In the nearly 20-year period that it takes for trees to mature for harvest, the landscape can change, sometimes dramatically. The area around our Windsor Mill is a good example.
Domtar owns and manages about 400,000 acres of forestland located near the mill. But that forestland provides only about 15 percent of the fiber the mill needs. In the mid-90s, to meet our growing fiber needs, the mill acquired several plots of fallow farmland in rural southern Quebec. The land was near a road, which offered easy access to the trees that we planted.
Over the next 20 years — roughly the amount of time it takes for a newly planted hybrid poplar tree to reach maturity — the area became much more developed, turning a rural plantation into an urban forest.
“Our biggest challenge is to demystify forest management for the general public,” says Patrick Cartier, Windsor Mill’s woodland and forest operations superintendent. “There is obviously less impact on the public when harvesting in forests and rural settings, where people — including many avid hunters and fishermen — understand how the harvest cycle works. Harvesting an urban plantation, however, is a more delicate matter.”
Urban tree harvesting requires good communication with the public. So when our 50-acre plantation near a subdivision in Sherbrooke, the largest city in the region, was ready for harvest in February of this year, Windsor Mill informed the community and explained the mill’s urban tree harvesting practices.
The mill began by placing a large sign on the land letting people know about the urban tree harvesting almost a year in advance. It also distributed flyers throughout the neighborhood that explained the tree harvesting process and referred residents to a website for more information.
Windsor Mill officials also held meetings with local elected officials and reached out to a local reporter known for his environmental interests to explain the harvest and Domtar’s commitment to sustainable forestry management.
“All these things allow the public to gain a better understanding of our [tree harvesting] strategy and provide a lot of clarification on a subject that can sometimes be controversial,” says Cartier. “Most people have a good reaction and are understanding.

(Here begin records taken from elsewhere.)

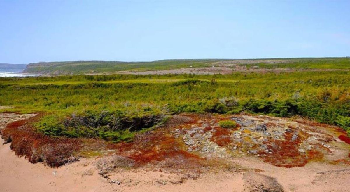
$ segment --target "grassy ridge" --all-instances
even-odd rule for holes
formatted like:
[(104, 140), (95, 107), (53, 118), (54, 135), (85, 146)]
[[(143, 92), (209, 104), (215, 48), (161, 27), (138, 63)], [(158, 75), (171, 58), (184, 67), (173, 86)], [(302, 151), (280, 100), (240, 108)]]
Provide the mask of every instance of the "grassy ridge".
[(299, 115), (348, 130), (349, 88), (349, 71), (4, 78), (0, 105), (46, 112), (36, 126), (47, 135), (114, 141), (182, 112)]
[(350, 69), (350, 58), (295, 58), (255, 60), (192, 59), (163, 60), (151, 62), (77, 61), (30, 63), (26, 73), (48, 74), (77, 74), (110, 73), (127, 70), (164, 70), (181, 68), (208, 67), (213, 64), (237, 64), (249, 68), (323, 69)]

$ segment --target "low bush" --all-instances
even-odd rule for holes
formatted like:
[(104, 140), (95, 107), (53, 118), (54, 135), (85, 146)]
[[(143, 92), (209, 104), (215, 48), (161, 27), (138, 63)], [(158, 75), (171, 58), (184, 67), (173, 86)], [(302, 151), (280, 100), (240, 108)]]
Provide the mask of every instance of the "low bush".
[(236, 124), (236, 122), (234, 121), (226, 120), (219, 122), (219, 126), (222, 128), (230, 128), (236, 127), (237, 124)]

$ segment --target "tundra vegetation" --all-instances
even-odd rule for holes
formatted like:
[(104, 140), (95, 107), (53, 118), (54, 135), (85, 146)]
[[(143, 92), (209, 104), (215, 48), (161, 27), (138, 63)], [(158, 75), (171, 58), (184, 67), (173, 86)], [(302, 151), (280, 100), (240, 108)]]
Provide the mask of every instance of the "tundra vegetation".
[[(332, 63), (326, 59), (309, 63), (295, 60), (286, 64), (293, 67), (319, 65), (326, 68), (348, 69), (350, 65), (346, 59), (336, 60), (340, 63), (344, 62), (339, 65), (334, 64), (334, 60)], [(278, 63), (251, 66), (270, 67), (266, 66), (275, 64), (277, 65), (273, 67), (282, 67)], [(43, 145), (60, 143), (58, 138), (74, 141), (72, 143), (89, 143), (96, 139), (111, 144), (138, 140), (140, 133), (166, 127), (170, 116), (184, 112), (301, 116), (339, 126), (350, 134), (349, 87), (350, 71), (346, 70), (1, 78), (0, 106), (14, 107), (0, 112), (39, 113), (40, 116), (28, 122), (30, 128), (20, 129), (23, 132), (16, 134), (22, 138), (27, 134), (23, 132), (34, 131), (36, 137), (33, 138), (33, 141), (45, 137)], [(219, 124), (224, 128), (222, 132), (236, 126), (231, 121)], [(3, 137), (7, 134), (8, 142), (13, 138), (11, 135), (14, 133), (11, 131), (2, 132)], [(17, 143), (19, 149), (26, 145), (20, 143)], [(64, 155), (71, 157), (77, 150), (74, 146), (69, 145), (64, 150), (61, 146), (54, 152), (47, 152), (49, 156), (38, 157), (41, 160), (37, 160), (45, 158), (49, 164), (59, 166), (70, 160), (66, 158), (59, 162), (53, 157), (58, 157), (62, 150), (70, 150)], [(34, 156), (19, 150), (19, 155)]]
[(269, 59), (178, 59), (150, 62), (75, 61), (41, 62), (30, 63), (26, 73), (47, 74), (82, 74), (110, 73), (121, 71), (167, 70), (182, 68), (208, 67), (212, 66), (260, 67), (274, 69), (349, 69), (350, 58)]

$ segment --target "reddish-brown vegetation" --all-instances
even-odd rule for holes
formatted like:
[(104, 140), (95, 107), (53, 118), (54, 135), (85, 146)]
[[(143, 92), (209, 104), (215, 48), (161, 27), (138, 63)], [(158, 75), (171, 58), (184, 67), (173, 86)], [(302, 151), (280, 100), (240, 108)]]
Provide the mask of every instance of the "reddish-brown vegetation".
[(210, 139), (211, 141), (215, 142), (220, 146), (227, 145), (231, 143), (231, 131), (229, 130), (219, 127), (215, 127), (213, 129), (214, 131)]
[[(273, 140), (266, 142), (268, 149), (271, 152), (260, 151), (259, 153), (262, 155), (260, 157), (265, 162), (278, 167), (292, 167), (304, 165), (309, 158), (305, 155), (301, 153), (298, 149), (302, 139), (307, 133), (301, 132), (296, 139), (293, 139), (293, 134), (295, 133), (292, 132), (286, 132), (285, 140)], [(313, 158), (313, 154), (316, 152), (311, 153), (310, 157)]]
[(348, 137), (346, 135), (341, 135), (339, 136), (338, 137), (340, 140), (348, 144), (350, 144), (350, 138)]
[(168, 167), (195, 167), (200, 166), (204, 159), (182, 149), (175, 138), (162, 130), (140, 134), (129, 143), (120, 143), (113, 146), (120, 155), (135, 161), (136, 165), (171, 160)]
[(81, 147), (81, 141), (37, 132), (31, 125), (40, 116), (9, 123), (1, 130), (2, 138), (5, 142), (11, 142), (10, 147), (16, 155), (24, 156), (32, 163), (43, 162), (57, 167), (74, 160), (73, 153)]

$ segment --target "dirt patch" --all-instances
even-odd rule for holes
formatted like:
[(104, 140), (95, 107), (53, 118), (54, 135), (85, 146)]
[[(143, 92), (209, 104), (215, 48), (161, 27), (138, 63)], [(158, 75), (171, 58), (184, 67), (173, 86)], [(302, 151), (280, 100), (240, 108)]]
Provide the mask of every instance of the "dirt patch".
[[(219, 127), (218, 122), (224, 119), (235, 121), (238, 127)], [(182, 138), (188, 151), (199, 153), (201, 156), (227, 159), (252, 156), (285, 167), (303, 166), (311, 161), (331, 163), (335, 158), (348, 157), (350, 148), (337, 140), (342, 133), (334, 127), (262, 116), (216, 116), (196, 119), (173, 132), (175, 137)]]
[[(94, 142), (96, 146), (92, 149), (108, 146), (109, 149), (105, 149), (108, 152), (97, 157), (80, 158), (78, 162), (58, 168), (30, 164), (16, 156), (10, 150), (9, 144), (1, 145), (2, 191), (77, 192), (87, 189), (101, 192), (350, 191), (347, 185), (350, 179), (349, 165), (345, 163), (350, 159), (347, 157), (349, 151), (348, 148), (342, 148), (348, 144), (338, 138), (342, 133), (335, 131), (334, 127), (311, 126), (289, 119), (265, 116), (183, 114), (169, 121), (172, 125), (140, 134), (133, 143), (108, 145), (100, 143), (99, 140), (85, 141)], [(235, 121), (240, 126), (221, 130), (218, 122), (225, 119)], [(12, 128), (20, 130), (26, 129), (18, 122), (12, 125)], [(286, 142), (292, 142), (294, 139), (299, 145), (305, 141), (312, 145), (309, 142), (312, 141), (315, 145), (324, 144), (329, 150), (318, 146), (316, 151), (318, 152), (313, 151), (306, 157), (310, 155), (314, 157), (312, 159), (321, 160), (310, 162), (311, 159), (308, 159), (309, 163), (303, 166), (286, 169), (264, 163), (264, 158), (253, 151), (259, 147), (259, 145), (239, 147), (234, 145), (237, 140), (234, 134), (240, 135), (243, 140), (247, 137), (247, 143), (252, 144), (255, 142), (253, 135), (279, 134), (277, 133), (285, 129), (287, 133), (285, 131), (280, 138), (272, 140), (283, 140), (284, 138)], [(300, 138), (293, 139), (296, 131), (305, 133), (298, 133)], [(225, 138), (228, 135), (229, 140), (220, 140), (221, 136)], [(91, 149), (92, 146), (85, 147)], [(295, 147), (300, 152), (299, 150), (304, 147)], [(337, 153), (337, 150), (346, 152)], [(332, 154), (342, 160), (337, 160), (337, 163), (328, 163), (325, 160)], [(235, 168), (230, 170), (223, 166), (225, 162), (234, 165)]]
[(247, 172), (243, 179), (245, 188), (249, 192), (283, 192), (282, 186), (276, 179), (257, 173)]

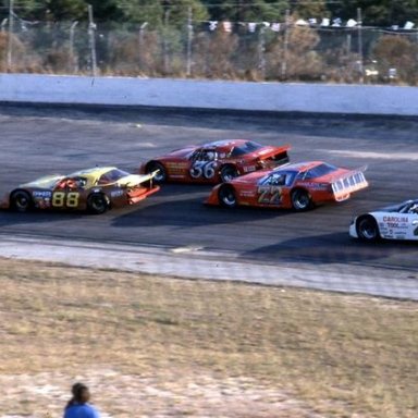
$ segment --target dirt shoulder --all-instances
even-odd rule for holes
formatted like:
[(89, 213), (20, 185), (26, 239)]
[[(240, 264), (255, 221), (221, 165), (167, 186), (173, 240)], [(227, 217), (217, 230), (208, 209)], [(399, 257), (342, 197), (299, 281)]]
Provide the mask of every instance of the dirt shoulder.
[[(0, 259), (0, 417), (415, 417), (418, 305)], [(48, 415), (49, 414), (49, 415)]]

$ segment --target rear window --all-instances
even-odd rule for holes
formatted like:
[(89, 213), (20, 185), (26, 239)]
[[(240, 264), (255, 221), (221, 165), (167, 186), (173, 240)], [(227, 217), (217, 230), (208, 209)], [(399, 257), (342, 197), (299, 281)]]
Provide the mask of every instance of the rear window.
[(322, 163), (317, 167), (314, 167), (310, 170), (305, 171), (304, 173), (300, 173), (302, 179), (317, 179), (322, 177), (323, 175), (331, 174), (332, 172), (336, 171), (337, 168), (331, 164)]
[(249, 152), (257, 151), (257, 149), (262, 148), (261, 144), (255, 143), (254, 140), (247, 140), (243, 145), (234, 147), (230, 153), (230, 157), (239, 157)]
[(118, 180), (125, 177), (126, 175), (130, 175), (130, 173), (126, 173), (123, 170), (114, 169), (110, 170), (107, 173), (102, 174), (101, 177), (99, 179), (99, 183), (113, 183), (118, 182)]

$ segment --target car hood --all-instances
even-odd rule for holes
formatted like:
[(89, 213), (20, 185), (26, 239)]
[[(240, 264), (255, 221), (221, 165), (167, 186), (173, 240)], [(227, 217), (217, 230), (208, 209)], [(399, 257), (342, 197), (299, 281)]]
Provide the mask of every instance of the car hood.
[(235, 177), (231, 183), (233, 184), (254, 184), (261, 180), (266, 174), (268, 174), (270, 170), (258, 170), (249, 174), (242, 175), (239, 177)]
[(45, 177), (37, 179), (33, 182), (21, 184), (20, 187), (52, 189), (53, 186), (62, 179), (64, 179), (64, 175), (46, 175)]
[(174, 151), (169, 152), (165, 156), (158, 158), (158, 160), (171, 160), (172, 158), (188, 158), (189, 155), (196, 149), (195, 146), (189, 146), (187, 148), (175, 149)]

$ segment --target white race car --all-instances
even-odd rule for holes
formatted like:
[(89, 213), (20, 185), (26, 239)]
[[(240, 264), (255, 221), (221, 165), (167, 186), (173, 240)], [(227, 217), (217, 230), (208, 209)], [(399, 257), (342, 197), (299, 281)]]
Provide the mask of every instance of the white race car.
[(353, 219), (349, 235), (362, 241), (418, 239), (418, 199), (406, 200)]

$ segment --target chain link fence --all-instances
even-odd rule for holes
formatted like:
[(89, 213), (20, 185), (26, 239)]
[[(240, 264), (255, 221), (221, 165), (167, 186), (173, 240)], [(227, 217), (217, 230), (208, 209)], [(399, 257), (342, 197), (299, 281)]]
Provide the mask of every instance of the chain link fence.
[(368, 27), (3, 21), (0, 32), (0, 71), (13, 73), (417, 85), (417, 60), (418, 32)]

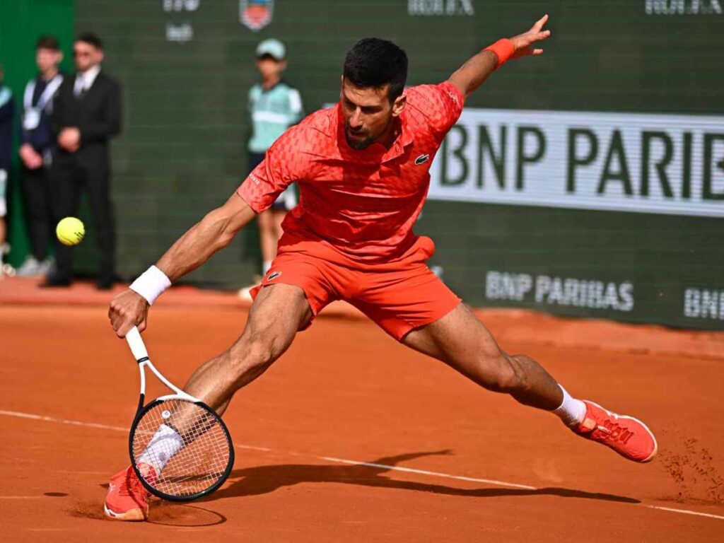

They are pleased to see the effort Domtar puts into notifying them.”
Perhaps the public’s favorite bit of news about the urban tree harvesting concerns the mill’s circular economy, which turns waste into nutrients that are returned to the land to grow more trees. Just two months after the land was fully harvested in March, Domtar worked with 50 local high school students, volunteers and forest workers to replant the area with 15,000 trees in two days.
“They appreciate the land is not left bare for very long, and they understand that once replanted, the land won’t be disturbed again for another 15 or 20 years,” explains Cartier.